According to Understanding Plastic Film: Its Uses, Benefits and Waste Management Options, a report prepared by Headly Pratt Consulting for the American Plastics Council, plastic film does not present environmental issues when it reaches the landfill because the material does not cause leachate problems or significantly add to the production of methane, which contributes to global warming. Film is also preferable to other types of waste because it is easily compressible and takes up less space.
“If you allow paper to decompose, it’ll break up into small, little pieces, but whatever ink is on the paper remains on the paper and remains in the ground water,” says Ron Ducharme, product manager at FLEXcon, a Spencer, Massachusetts-based company that manufactures coated and laminated films and adhesives used in graphics applications, manufactured goods and new products.
While there is currently no clear cut way to recycle plastic film and 100 percent compostable film is still a “generation away,” Ducharme adds that there are ways to get film out of the waste stream, such as encouraging end-users to remove and recycle film labels separate from their containers.
“Whether it’s a polyester container or a polypropylene container, there are adhesives that are out there that will allow you to remove the labels from the bottle, float them off and recycle the bottles in one stream and then the labels in another stream,” he says. “When doing that with paper, what ends up happening is that the paper jams up all the filters and all of the system. In a compost pile of paper, you’ll end up with little chips of ink or shards of ink, so that becomes a problem.”
Once films are recycled in their designated spots, Ducharme says the ink on the materials can be extruded and burned at a much higher BTU than paper to generate clean power. The rest of the packaging can also be burned, reclaimed or chipped up into smaller pieces to create new end products.
According to the 2014 Postconsumer Plastic Bag & Film Recycling Report, which was prepared by Moore Recycling Associates Inc. for the American Chemistry Council, there is an estimated 836 million pounds per year of plastic film reclamation capacity in the U.S. that includes washing or processing unwashed material directly into regrind, agglomerate or end products. These end products primarily consist of composite lumber, film and sheet and goods such as marine products, agricultural products, crates, buckets and pellets.

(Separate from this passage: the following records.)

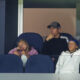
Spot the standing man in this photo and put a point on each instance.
(56, 42)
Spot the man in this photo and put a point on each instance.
(56, 42)
(69, 60)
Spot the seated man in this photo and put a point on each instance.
(69, 60)
(56, 42)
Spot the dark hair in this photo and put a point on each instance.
(29, 47)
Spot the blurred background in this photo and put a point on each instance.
(18, 16)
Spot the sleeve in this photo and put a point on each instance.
(60, 63)
(12, 51)
(45, 47)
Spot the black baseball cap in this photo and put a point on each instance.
(54, 25)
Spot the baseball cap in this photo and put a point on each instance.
(54, 24)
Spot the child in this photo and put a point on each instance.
(69, 61)
(23, 50)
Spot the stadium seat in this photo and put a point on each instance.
(10, 64)
(34, 40)
(39, 64)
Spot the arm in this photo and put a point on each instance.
(60, 63)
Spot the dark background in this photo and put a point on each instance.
(9, 17)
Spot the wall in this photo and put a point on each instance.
(37, 19)
(2, 26)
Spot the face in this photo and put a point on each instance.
(22, 45)
(55, 31)
(72, 46)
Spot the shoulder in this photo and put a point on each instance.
(65, 53)
(66, 36)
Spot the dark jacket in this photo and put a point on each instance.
(54, 47)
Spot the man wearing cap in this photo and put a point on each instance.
(56, 42)
(69, 60)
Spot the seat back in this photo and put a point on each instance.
(10, 64)
(33, 39)
(39, 64)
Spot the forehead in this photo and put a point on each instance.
(51, 28)
(21, 42)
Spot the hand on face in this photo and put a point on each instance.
(50, 36)
(17, 53)
(22, 46)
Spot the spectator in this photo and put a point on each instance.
(23, 50)
(56, 42)
(69, 61)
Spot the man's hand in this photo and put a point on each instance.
(16, 53)
(50, 36)
(23, 52)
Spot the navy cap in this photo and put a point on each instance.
(54, 24)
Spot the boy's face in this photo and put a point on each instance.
(22, 45)
(54, 31)
(72, 46)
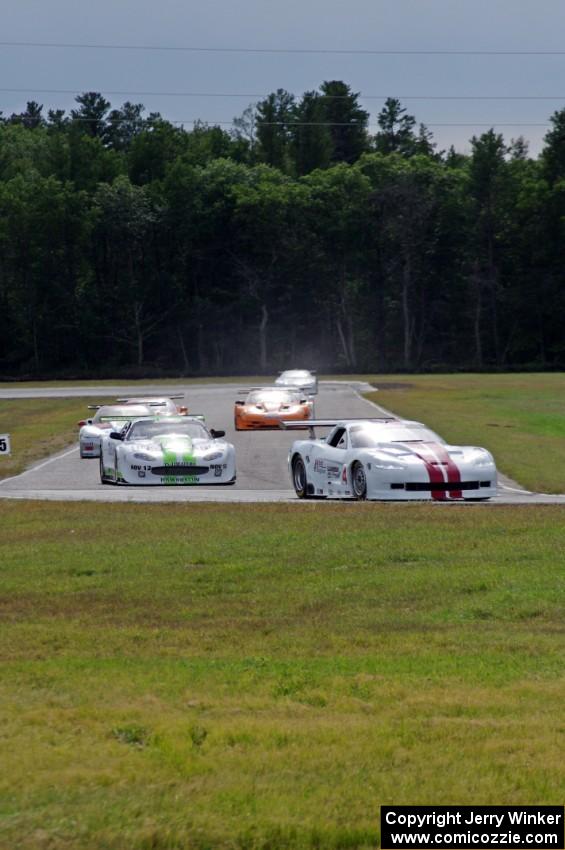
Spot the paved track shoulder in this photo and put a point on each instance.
(261, 456)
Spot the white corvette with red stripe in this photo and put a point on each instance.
(387, 459)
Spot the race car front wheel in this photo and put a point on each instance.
(299, 477)
(103, 479)
(359, 481)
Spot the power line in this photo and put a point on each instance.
(263, 95)
(277, 50)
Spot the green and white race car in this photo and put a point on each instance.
(169, 450)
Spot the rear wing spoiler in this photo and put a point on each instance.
(311, 424)
(133, 398)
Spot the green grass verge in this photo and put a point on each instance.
(519, 418)
(213, 676)
(39, 427)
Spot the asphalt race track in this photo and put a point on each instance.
(261, 457)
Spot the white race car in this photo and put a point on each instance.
(168, 450)
(388, 459)
(108, 417)
(160, 405)
(298, 379)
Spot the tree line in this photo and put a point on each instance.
(131, 245)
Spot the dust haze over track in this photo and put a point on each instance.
(261, 456)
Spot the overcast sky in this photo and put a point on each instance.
(356, 25)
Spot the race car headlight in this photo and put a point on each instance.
(483, 459)
(385, 463)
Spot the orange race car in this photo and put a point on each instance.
(264, 407)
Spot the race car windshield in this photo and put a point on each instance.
(151, 402)
(296, 376)
(370, 436)
(106, 413)
(147, 430)
(273, 397)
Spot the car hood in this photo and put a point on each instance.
(176, 448)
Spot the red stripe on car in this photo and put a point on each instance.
(445, 462)
(435, 472)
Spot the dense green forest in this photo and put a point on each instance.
(129, 245)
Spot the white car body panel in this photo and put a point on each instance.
(107, 418)
(418, 466)
(298, 379)
(169, 456)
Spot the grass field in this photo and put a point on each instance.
(266, 676)
(520, 418)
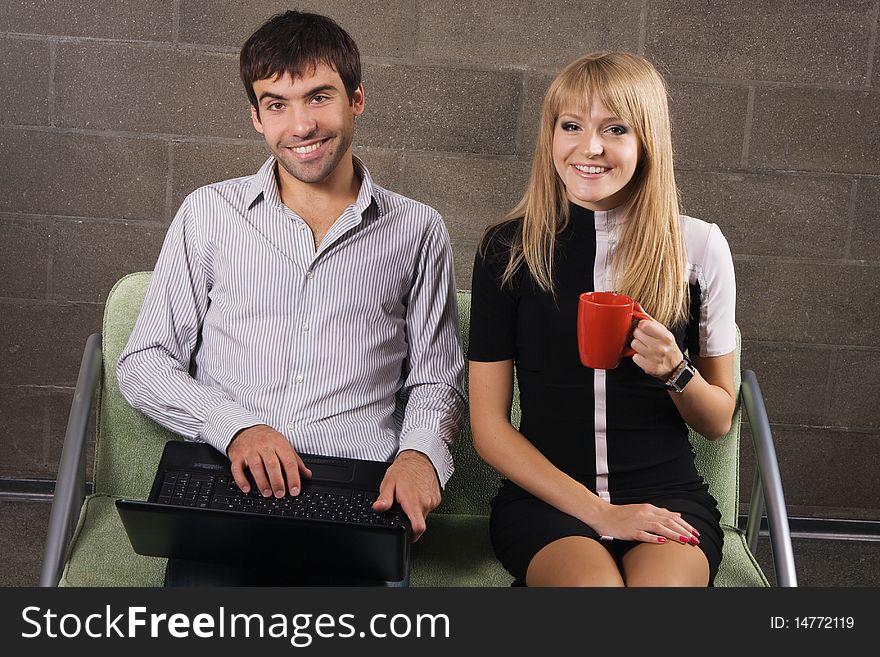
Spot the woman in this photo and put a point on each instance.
(600, 484)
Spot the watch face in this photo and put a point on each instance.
(682, 379)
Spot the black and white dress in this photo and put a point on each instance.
(615, 431)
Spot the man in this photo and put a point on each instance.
(305, 308)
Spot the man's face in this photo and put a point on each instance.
(307, 122)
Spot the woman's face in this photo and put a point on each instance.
(595, 157)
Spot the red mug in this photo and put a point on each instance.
(605, 322)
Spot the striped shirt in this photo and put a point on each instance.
(348, 349)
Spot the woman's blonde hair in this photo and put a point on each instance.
(648, 263)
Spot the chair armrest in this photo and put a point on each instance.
(769, 487)
(70, 485)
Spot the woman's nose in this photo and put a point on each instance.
(594, 146)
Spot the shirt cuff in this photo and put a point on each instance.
(429, 444)
(224, 421)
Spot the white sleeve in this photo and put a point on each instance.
(717, 297)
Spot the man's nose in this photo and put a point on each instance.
(302, 124)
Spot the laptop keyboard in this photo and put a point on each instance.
(221, 492)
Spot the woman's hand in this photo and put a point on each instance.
(643, 522)
(656, 351)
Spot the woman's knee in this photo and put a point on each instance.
(574, 561)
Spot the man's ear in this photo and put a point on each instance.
(357, 100)
(255, 119)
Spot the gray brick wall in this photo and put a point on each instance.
(114, 110)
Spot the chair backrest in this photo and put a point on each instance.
(129, 445)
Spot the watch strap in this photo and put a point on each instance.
(681, 376)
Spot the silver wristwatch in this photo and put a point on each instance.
(680, 376)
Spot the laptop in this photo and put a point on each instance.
(196, 511)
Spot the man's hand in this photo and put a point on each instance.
(412, 481)
(270, 457)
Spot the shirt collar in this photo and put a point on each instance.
(265, 184)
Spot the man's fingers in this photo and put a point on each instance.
(386, 495)
(303, 468)
(276, 476)
(291, 462)
(255, 465)
(416, 515)
(240, 479)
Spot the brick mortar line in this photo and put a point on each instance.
(761, 170)
(824, 427)
(37, 387)
(794, 260)
(506, 157)
(414, 61)
(53, 62)
(169, 182)
(851, 219)
(833, 366)
(813, 346)
(50, 262)
(48, 302)
(872, 43)
(33, 218)
(520, 114)
(144, 43)
(131, 134)
(175, 21)
(747, 128)
(642, 44)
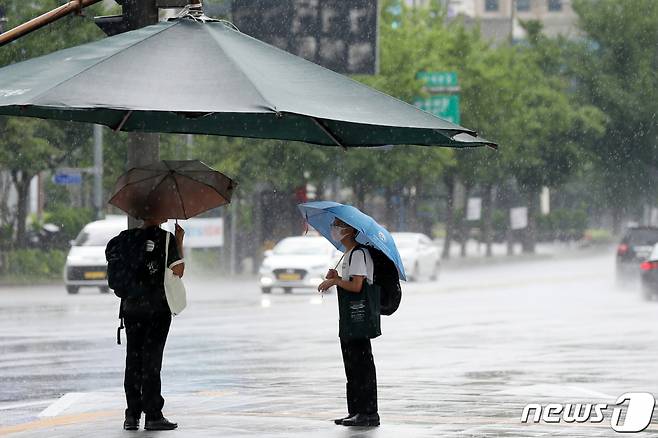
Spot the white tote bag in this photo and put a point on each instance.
(174, 287)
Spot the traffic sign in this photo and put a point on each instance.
(439, 80)
(445, 106)
(64, 179)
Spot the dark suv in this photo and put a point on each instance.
(635, 247)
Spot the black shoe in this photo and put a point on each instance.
(339, 421)
(131, 423)
(362, 420)
(161, 424)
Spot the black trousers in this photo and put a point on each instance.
(361, 376)
(146, 338)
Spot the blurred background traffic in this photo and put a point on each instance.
(565, 87)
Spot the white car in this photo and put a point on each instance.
(420, 255)
(297, 263)
(85, 263)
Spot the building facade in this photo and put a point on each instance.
(498, 19)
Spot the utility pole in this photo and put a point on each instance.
(3, 19)
(143, 148)
(98, 171)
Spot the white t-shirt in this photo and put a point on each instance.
(362, 264)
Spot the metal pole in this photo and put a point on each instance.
(98, 171)
(74, 6)
(190, 144)
(142, 148)
(234, 230)
(3, 19)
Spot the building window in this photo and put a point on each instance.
(522, 5)
(555, 5)
(491, 5)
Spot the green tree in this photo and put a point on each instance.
(616, 71)
(29, 146)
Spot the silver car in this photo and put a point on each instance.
(297, 263)
(85, 263)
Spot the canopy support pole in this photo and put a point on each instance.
(73, 6)
(328, 133)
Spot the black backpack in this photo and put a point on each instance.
(386, 277)
(126, 265)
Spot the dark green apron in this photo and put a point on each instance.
(359, 312)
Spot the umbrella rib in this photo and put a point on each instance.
(239, 69)
(100, 61)
(232, 184)
(328, 133)
(182, 203)
(133, 182)
(123, 121)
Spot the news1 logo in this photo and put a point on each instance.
(631, 412)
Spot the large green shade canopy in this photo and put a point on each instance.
(185, 76)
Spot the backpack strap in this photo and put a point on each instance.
(121, 326)
(365, 259)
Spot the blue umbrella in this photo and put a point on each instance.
(321, 214)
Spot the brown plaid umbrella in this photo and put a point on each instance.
(171, 190)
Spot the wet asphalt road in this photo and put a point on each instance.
(461, 357)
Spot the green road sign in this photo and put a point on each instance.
(445, 106)
(439, 80)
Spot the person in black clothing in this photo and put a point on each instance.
(357, 352)
(147, 319)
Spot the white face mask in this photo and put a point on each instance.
(338, 233)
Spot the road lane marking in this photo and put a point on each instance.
(67, 420)
(400, 420)
(65, 402)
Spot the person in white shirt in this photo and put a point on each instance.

“Everybody has a responsibility to the world, the globe, the community to make sure everything out there is as safe as possible, can be reclaimed as much as possible and be put back into the waste stream,” Ducharme says.
Whether it’s the low-impact it has on landfills or the ease of transforming it into new materials and products, film provides a variety of properties that make environmental responsibility a possibility. It’s just a matter of educating people on how to remove it from the waste stream, something that has already been largely accomplished with paper.